"I happen," said Godwin, distinctly and loudly, as though he were speaking to an imbecile. "I happen to be standing on the sands of the desert."

"He's mad, my child," groaned El Sareuk.

"If he is, he's doing as neat a job of being crazy as I ever saw," retorted Ramizail. "Does his insanity affect the pull of the earth?"

"Hmm," said the Hadji, "you're right. Well, let me join him in his madness. But if I vanish abruptly, niece, do you go back and sit by that spring until the oasis sinks of its own accord. I would not have your lovely brains splattered over a league of hot sand." He walked gingerly out to Godwin's side. "He's right, it's the desert!" he shouted.

She looked at the two of them, standing there in midair shaking hands solemnly with each other. She grinned. "Of course, it's a mirage, or a trick!" She went to them, treading on what seemed space, and it turned to solid dunes beneath her sandals.
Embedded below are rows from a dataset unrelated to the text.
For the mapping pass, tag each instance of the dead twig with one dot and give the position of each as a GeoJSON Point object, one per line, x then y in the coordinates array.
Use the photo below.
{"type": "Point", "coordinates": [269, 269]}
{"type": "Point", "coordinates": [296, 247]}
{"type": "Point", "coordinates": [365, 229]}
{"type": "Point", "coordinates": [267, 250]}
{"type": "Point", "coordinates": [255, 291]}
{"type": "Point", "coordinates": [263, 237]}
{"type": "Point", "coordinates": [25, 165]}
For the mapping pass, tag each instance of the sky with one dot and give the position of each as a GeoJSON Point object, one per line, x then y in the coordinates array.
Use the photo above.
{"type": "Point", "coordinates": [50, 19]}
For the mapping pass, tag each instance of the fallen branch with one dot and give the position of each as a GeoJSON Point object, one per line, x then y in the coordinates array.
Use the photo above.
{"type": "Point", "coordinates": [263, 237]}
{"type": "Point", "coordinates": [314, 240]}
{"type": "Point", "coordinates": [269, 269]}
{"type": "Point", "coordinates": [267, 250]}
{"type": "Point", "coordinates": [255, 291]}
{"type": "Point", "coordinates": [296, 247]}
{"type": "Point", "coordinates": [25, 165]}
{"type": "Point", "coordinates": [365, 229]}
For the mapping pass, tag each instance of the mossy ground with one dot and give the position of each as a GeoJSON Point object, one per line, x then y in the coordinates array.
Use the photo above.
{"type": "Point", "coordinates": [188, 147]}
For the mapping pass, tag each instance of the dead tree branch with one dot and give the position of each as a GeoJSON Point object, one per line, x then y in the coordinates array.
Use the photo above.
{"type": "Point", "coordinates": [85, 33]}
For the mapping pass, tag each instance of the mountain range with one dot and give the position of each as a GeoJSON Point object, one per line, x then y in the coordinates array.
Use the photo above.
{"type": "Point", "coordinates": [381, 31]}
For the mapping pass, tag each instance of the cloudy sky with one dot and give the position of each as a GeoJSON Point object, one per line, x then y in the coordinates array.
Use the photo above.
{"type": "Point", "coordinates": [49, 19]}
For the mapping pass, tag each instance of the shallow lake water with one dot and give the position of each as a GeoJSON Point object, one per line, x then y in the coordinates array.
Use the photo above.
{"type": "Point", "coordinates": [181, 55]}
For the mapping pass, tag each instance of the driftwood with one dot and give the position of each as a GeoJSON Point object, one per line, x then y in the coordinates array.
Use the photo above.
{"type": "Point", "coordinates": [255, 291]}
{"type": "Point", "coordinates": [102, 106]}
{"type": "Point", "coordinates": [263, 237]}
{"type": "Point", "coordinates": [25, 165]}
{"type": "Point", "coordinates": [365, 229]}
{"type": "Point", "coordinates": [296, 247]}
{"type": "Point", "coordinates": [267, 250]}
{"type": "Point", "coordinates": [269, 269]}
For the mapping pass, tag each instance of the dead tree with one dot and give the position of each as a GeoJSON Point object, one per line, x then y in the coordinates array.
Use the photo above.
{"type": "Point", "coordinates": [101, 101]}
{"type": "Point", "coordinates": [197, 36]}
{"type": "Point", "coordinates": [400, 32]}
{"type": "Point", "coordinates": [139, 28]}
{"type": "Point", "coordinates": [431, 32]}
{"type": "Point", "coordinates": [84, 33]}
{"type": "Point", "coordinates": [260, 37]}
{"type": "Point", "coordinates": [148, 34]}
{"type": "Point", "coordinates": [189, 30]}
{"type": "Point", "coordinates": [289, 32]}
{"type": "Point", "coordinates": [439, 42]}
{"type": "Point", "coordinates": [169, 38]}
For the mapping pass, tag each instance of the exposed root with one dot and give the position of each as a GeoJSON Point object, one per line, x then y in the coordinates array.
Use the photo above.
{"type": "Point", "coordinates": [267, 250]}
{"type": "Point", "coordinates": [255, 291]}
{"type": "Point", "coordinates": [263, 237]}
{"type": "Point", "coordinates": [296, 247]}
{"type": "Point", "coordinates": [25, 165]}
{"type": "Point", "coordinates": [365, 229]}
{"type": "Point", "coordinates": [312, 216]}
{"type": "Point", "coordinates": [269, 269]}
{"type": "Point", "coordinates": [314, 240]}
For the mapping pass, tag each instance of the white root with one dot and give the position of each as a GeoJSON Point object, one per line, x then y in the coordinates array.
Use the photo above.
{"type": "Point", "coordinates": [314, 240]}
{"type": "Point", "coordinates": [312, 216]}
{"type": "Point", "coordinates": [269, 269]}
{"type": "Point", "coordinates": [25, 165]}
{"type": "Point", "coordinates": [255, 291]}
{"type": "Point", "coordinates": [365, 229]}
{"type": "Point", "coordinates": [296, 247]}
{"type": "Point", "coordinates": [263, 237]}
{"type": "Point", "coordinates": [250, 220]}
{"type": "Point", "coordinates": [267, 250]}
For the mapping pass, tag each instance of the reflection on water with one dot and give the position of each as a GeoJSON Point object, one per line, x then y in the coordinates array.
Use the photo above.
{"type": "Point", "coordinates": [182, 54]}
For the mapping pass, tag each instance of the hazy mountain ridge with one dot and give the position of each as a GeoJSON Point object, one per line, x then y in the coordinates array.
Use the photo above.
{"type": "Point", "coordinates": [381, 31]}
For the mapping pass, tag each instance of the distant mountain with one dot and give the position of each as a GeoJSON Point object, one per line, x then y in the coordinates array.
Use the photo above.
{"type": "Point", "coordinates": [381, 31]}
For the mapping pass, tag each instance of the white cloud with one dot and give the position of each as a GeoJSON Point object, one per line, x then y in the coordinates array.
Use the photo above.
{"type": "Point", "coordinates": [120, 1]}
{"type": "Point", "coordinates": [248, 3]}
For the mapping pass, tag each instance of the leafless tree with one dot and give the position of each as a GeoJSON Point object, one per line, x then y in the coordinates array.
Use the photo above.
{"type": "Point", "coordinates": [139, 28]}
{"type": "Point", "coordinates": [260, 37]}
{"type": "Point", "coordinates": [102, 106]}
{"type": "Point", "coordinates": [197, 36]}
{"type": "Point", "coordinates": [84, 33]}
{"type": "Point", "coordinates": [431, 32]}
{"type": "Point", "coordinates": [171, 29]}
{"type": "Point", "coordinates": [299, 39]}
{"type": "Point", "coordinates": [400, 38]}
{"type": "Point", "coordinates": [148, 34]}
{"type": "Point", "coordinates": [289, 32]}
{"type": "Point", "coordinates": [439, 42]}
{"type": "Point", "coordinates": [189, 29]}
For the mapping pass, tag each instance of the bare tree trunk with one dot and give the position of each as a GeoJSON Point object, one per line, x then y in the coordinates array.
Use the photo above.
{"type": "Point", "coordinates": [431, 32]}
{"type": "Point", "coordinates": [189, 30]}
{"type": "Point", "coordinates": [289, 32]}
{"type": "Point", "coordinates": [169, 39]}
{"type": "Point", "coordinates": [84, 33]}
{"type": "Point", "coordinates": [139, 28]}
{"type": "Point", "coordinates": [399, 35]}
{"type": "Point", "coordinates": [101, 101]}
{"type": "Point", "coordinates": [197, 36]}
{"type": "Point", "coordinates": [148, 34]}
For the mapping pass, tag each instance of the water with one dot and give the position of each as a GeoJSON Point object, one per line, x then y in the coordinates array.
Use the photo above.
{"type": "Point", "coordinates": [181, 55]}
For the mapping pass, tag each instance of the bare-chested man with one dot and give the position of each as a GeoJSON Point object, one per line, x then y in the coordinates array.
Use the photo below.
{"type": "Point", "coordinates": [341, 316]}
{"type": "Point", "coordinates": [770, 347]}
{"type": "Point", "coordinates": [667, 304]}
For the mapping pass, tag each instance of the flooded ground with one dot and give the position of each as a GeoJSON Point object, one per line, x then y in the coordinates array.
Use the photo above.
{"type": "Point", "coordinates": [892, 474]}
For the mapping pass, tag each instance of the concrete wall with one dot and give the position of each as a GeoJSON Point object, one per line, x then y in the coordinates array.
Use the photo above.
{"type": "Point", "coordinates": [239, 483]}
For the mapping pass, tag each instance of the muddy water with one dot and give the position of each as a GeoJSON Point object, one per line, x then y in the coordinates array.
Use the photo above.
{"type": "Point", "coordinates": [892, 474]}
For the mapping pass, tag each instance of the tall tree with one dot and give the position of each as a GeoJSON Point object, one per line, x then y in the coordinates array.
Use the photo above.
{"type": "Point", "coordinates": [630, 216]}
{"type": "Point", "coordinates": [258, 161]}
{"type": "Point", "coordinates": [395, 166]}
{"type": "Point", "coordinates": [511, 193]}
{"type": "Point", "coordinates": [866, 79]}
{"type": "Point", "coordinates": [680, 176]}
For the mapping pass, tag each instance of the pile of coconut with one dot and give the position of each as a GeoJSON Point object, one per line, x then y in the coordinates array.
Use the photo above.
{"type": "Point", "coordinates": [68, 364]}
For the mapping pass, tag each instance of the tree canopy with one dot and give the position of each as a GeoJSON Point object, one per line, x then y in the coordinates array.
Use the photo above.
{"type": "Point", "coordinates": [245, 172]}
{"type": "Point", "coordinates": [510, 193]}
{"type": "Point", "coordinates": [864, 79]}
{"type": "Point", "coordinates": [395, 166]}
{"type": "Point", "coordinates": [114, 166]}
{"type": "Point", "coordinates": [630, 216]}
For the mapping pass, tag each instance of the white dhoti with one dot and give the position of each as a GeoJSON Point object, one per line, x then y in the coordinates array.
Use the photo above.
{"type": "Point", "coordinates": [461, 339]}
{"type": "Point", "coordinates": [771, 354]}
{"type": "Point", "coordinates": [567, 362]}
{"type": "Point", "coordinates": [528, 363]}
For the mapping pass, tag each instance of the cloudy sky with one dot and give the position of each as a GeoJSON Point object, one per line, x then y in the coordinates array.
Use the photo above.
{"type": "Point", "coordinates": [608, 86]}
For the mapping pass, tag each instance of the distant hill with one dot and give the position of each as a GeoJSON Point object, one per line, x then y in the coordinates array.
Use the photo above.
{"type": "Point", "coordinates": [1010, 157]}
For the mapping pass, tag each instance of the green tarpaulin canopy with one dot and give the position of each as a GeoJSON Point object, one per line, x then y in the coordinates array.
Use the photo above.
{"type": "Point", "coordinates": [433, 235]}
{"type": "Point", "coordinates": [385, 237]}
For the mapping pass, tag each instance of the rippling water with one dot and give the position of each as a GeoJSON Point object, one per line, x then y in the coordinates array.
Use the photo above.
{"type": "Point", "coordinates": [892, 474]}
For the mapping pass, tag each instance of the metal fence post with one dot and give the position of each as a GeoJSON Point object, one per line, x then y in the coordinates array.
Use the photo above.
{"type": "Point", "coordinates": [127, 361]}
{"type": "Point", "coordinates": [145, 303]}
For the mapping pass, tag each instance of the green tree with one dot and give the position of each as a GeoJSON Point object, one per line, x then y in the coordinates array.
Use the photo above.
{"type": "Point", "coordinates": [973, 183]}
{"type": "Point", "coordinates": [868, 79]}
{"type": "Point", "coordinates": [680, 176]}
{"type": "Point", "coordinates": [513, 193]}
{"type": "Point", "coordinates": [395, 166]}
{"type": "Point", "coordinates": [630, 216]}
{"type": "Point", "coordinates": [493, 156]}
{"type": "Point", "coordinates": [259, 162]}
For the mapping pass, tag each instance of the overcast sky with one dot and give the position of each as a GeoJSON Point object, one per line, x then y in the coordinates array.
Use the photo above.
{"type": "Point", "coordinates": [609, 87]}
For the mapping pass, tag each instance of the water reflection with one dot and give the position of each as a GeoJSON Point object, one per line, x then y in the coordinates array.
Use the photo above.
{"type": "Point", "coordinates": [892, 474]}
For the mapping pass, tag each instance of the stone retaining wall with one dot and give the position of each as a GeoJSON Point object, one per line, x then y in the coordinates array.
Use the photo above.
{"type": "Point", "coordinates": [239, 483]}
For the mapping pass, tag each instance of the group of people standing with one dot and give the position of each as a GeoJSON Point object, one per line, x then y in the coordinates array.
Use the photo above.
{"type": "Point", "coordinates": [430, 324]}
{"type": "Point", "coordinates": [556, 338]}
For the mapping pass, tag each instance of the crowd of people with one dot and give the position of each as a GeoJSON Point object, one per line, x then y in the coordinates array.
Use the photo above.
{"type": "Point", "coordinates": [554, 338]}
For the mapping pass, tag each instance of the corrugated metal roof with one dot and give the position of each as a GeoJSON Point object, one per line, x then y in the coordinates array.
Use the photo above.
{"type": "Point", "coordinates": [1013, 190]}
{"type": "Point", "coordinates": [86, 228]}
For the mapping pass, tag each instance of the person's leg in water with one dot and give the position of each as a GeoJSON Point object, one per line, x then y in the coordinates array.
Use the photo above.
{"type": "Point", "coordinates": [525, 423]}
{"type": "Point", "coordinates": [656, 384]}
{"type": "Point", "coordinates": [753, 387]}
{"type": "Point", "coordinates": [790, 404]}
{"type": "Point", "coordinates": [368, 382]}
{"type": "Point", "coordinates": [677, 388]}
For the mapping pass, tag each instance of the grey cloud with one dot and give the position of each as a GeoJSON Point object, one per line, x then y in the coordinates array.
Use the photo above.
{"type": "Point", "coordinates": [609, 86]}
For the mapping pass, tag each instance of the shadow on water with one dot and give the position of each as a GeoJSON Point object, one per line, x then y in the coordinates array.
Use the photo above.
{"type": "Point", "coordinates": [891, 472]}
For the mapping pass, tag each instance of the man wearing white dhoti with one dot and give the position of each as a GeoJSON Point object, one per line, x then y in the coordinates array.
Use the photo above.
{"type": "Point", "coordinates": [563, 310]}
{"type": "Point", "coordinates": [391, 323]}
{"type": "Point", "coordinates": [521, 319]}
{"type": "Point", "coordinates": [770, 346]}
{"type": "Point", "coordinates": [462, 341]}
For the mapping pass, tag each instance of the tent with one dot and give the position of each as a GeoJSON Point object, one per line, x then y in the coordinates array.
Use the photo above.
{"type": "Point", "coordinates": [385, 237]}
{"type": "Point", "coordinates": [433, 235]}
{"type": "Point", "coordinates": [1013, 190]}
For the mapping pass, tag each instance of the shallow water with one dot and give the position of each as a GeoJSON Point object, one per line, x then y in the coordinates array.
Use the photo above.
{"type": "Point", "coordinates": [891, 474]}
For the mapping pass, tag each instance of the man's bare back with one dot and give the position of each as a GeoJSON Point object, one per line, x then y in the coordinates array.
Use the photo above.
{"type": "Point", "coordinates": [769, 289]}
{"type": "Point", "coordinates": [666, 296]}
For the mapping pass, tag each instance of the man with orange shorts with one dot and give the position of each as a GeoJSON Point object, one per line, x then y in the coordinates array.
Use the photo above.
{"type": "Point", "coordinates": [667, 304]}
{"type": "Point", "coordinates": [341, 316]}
She looked back, and the oasis was there, settled firmly in the heart of the desert, with sleepy Yellow-eyes just flying out of the trees. "A neat stunt," said Ramizail. "Godwin, you're cleverer than I thought, and as brave as forty lions, to have tried such a thing!"

"A man takes his chances," said Godwin modestly.

They mounted and rode off toward the west, toward El Iskandariya and the ship full of rats, rats full of fleas, fleas full of bubonic plague. As they went, Ramizail nagged at Godwin, and Godwin tried unhappily to remember what he had done with the ring of Solomon. But he could not do it. He patted himself all over, and even looked into his Saracen-style helmet, which was a round shining steel cap surmounted by the golden figure of a rampant lion and resting upon a headpiece of soft white cloth that protected his neck from the sun; but he could not discover it. All he remembered was that he had put it in a safe place, a place that would never be farther from him than he could reach.

As the moon touched the faraway dunes, the sun came up. Gilded sands grew fiery beneath the hooves of their animals, and the khamsin, that was like the breath of a devil drunk on hot mulled blood, arose to torture them.

A wide-breasted dune stretched before them. They topped the rise and Ramizail gave a cry, while the men checked their steeds and glanced at each other. "Another illusion?" asked Godwin.

"Who can tell? There are more beasts in the desert than are known to man," shrugged El Sareuk.